Parexel Job Application


Parexel Job Application Online

As an outgrowing and developing company, Parexel receives applications for different departments of the company. Applicants who would like to work at Parexel can either provide their online application or directly can contact the human resources. This article mainly focuses on the applicable positions, detailed information about the current open positions and the application procedures. To have a deeper knowledge, only thing you need to do is to follow the requirements given in this article.

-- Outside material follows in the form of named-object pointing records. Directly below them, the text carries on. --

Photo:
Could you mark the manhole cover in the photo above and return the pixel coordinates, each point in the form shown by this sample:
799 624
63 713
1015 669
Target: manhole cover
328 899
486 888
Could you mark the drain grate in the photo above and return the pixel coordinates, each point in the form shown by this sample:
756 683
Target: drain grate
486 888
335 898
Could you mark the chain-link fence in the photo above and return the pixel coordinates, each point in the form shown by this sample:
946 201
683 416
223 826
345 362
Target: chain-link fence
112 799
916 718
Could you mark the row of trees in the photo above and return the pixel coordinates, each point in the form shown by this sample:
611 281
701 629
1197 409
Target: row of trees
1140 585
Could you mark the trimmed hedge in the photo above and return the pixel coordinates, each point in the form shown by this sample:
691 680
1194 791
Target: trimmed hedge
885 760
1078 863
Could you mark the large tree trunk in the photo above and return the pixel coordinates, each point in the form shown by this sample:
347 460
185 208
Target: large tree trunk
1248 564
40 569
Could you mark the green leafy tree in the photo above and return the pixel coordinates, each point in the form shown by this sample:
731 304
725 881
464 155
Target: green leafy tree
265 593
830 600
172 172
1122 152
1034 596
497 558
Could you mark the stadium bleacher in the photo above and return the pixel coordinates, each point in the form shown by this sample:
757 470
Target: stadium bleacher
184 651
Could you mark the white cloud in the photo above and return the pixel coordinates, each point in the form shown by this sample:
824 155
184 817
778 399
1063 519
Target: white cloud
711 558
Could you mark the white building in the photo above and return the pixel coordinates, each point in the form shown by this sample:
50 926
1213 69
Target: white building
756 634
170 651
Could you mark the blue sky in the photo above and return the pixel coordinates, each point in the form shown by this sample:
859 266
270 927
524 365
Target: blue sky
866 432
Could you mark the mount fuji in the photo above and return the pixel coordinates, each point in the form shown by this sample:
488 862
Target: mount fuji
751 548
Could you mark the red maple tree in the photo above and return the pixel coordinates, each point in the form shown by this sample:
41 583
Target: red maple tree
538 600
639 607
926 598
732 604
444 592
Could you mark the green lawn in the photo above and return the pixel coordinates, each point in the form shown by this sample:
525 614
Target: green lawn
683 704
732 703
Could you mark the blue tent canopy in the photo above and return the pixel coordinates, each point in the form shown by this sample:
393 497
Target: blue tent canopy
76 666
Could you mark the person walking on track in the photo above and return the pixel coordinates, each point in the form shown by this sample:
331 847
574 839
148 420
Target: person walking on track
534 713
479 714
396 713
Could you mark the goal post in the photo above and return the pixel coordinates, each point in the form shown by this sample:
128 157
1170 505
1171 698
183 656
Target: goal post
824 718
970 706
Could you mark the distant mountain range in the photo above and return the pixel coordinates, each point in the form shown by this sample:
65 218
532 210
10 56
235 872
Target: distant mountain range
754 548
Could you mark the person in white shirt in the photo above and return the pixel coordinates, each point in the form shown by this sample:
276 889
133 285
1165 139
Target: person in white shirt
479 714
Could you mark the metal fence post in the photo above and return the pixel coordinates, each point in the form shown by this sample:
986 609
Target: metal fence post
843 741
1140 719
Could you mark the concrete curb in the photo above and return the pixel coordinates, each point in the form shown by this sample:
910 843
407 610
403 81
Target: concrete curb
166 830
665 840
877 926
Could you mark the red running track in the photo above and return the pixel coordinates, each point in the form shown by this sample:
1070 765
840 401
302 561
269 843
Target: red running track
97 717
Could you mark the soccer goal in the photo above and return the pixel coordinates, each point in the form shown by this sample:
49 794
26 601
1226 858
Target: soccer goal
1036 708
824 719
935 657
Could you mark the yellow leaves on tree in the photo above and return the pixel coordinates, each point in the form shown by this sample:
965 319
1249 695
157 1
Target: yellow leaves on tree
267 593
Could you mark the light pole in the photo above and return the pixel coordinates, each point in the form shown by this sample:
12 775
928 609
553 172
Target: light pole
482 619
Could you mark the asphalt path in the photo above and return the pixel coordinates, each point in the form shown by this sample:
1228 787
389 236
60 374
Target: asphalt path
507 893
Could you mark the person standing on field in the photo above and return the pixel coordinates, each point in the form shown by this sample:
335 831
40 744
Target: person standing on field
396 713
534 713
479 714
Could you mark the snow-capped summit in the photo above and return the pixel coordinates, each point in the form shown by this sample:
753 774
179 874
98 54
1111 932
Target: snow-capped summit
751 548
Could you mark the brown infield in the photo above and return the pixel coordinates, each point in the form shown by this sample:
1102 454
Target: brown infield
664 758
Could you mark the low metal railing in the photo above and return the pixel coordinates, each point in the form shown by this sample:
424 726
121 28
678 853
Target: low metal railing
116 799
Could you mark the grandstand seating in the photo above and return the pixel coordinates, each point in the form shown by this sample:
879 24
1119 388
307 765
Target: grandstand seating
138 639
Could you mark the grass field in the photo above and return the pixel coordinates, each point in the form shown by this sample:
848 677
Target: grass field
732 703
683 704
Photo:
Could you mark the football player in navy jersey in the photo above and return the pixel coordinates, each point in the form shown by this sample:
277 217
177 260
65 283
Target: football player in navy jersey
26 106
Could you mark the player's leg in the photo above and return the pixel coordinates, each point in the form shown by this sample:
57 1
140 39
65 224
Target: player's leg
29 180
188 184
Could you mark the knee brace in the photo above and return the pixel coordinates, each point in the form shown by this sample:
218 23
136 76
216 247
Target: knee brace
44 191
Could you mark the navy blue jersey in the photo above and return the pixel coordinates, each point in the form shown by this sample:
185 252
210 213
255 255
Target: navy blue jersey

PAREXEL International is a global provider of biopharmaceutical services. It conducts clinical trials on behalf of its pharmaceutical clients to expedite the drug approval process. It is the second largest clinical research organization in the world and has helped develop approximately 95% of the 200 top-selling biopharmaceuticals on the market today. The company publishes the annual PAREXEL R&D Statistical Sourcebook, operates the PAREXEL-Academy,[4] and councils all of the top 50 biopharmaceutical and top 30 biotechnology companies.

Parexel Job Opportunities & Application Process

Parexel receives application for open positions almost every season: some of the positions require experience and deeper knowledge in the specific area whereas the rest can be applied by unexperienced employees as well. Applicant who are willing for a position in Parexel, can apply to the best fit for their future. However, the most important thing to keep in mind that the applicants are strictly expected to fulfill the age requirement. Nevertheless, for entry level positions, there exist no high-level qualification expectance, therefore, the sooner the application is made, the higher change the candidate has.

Clinical Site Manager

As a CSM, PAREXEL will offer you world class technology and training catered to your individual experience. You can anticipate less travel and a lower protocol load in comparison to industry peers. Your hard work will be rewarded through a bonus incentive program, the opportunity to work within multiple therapeutic areas, and an opportunity to advance your career in clinical research. If impact, flexibility, and career development appeal to you, please apply to learn more.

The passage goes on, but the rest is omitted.